Similarly, Akinci added, the fact that the radio-TV recordings of Turkish Cypriots belonging to the pre-1963 period are preserved and handed over to our community by the Cyprus Broadcasting Corporation is welcomed as a gesture of good will and respect.
“Our past could have been different but we cannot change the past,” Akinci said.
However, he pointed out, “we can take responsibility for a peaceful future and demonstrate the necessary will in this regard.”
“Respecting and protecting each other’s values, cultural symbols and works of art is one of our primary responsibilities for a peaceful future,” he concluded.
Addressing the event, UN SG’s Special Representative in Cyprus and head of UNFICYP Elizabeth Spehar said that the exhibition “is a unique opportunity to rediscover these Cypriot cultural gems and to cherish them together as one island.”
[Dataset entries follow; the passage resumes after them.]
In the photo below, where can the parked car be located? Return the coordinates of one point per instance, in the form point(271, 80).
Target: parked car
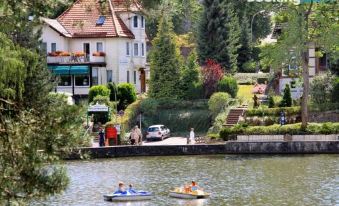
point(157, 132)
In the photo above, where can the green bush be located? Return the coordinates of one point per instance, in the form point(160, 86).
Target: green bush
point(276, 129)
point(250, 67)
point(126, 95)
point(196, 91)
point(149, 106)
point(287, 98)
point(273, 111)
point(94, 91)
point(228, 84)
point(271, 102)
point(249, 78)
point(114, 92)
point(335, 91)
point(218, 102)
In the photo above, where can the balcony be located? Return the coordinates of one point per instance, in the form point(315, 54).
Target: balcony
point(75, 58)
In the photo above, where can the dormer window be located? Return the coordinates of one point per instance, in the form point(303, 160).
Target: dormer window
point(101, 20)
point(142, 22)
point(135, 21)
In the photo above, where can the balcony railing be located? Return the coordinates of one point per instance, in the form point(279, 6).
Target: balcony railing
point(74, 58)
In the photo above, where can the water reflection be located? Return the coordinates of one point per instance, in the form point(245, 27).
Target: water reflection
point(231, 180)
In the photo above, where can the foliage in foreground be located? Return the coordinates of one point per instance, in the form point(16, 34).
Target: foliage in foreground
point(34, 127)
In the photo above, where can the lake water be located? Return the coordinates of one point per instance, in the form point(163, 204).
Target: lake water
point(231, 180)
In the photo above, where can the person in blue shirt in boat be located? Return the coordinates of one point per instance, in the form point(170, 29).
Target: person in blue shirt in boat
point(131, 190)
point(121, 189)
point(194, 186)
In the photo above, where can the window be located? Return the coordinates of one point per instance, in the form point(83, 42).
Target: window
point(53, 47)
point(81, 80)
point(143, 49)
point(127, 49)
point(135, 77)
point(100, 47)
point(95, 76)
point(153, 129)
point(65, 81)
point(101, 20)
point(43, 47)
point(142, 22)
point(109, 74)
point(136, 49)
point(135, 21)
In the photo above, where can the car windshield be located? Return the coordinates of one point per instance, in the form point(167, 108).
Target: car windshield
point(153, 129)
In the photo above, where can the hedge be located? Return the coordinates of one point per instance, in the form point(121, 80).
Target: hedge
point(273, 111)
point(276, 129)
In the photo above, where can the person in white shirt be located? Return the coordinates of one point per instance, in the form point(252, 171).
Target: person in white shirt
point(192, 136)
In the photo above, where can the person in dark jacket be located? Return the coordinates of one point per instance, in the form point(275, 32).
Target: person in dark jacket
point(101, 138)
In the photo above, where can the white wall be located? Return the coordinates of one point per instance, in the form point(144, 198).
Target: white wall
point(115, 49)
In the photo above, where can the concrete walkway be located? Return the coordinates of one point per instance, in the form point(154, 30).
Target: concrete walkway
point(168, 141)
Most importantly, she added, “it speaks powerfully to the immeasurable value of a culture of peace.”
She also expressed the UN’s readiness “to continue to support the sides in implementing worthy, joint initiatives that can promote further dialogue, contact and cooperation between the two communities, thereby building the necessary foundation to achieve and sustain a comprehensive settlement.”
Addressing the event, Greek Cypriot co-chair of the Technical Committee on Culture Androulla Vassiliou said that through the Committee’s activities “we have become witnesses of the fact that culture indeed unites people and this has become more evident with this exchange, the exhibition of which you are witnessing together.”
She expressed the hope “that similar confidence building measures in the field of culture will continue,” adding that while they are necessary to prepare the ground for a solution and the post-solution era “our wish and our primary objective should remain the solution of the Cyprus problem on the basis of a bizonal, bicommunal federation and the reunification of our country for the benefit of all our citizens.”
It is only then that we can all work together, by putting in action all our energy and by using the best brains among all our people to make Cyprus a thriving country, participating constructively in the work and the objectives of our wider family, the EU, she said. Becoming, she added, “the beacon of stability and peace in the volatile region in which we live.” She expressed the readiness and determination of all members of the bicommunal committees “to help in this difficult but necessary endeavour.”
In his address, Turkish Cypriot co-chair Kani Kanol spoke of the conflict in the island noting that “it almost seems that there isn’t a single family who was not affected by the wars over the years, who did not suffer loss and pain, as indeed my family has.”
My preference, he said, “would have been that at least my children would have inherited a sustainable, peaceful, prosperous and multi-cultural country by now,” adding that “alas, we have not yet succeeded in achieving this.”
“We have not learned to listen and understand each other, show love and respect and empathize. On the contrary, we did the opposite and sowed fear and hatred, demonizing the other,” he continued.
As a result, he said, “we seem to be condemned to continue living in this divided land in a state of ceasefire that offers no bright future for our youth.”
“This event is a reminder to us that with bold leadership and hard work, we can achieve great results through co-operation and collaboration across the divide that bring the sides closer,” he stressed.
In a media event, which took place earlier on, Sergiy Illarionov Head of office / coordinator of the office of UN SG’s Special Advisor on Cyprus, Head of the European Commission’s Representation in Cyprus Ierotheos Papadopoulos, Tiziana Zennaro, UNDP Senior Programme Manager, Vassiliou and Kanol as well as the two curators of the exhibition Yiannis Toumazis and Ruzen Atacan spoke of the history, the effort and the hard work and collaboration invested in the project until its fruition, as well as the emotions it evoked and its significance to building a culture of peace on the island.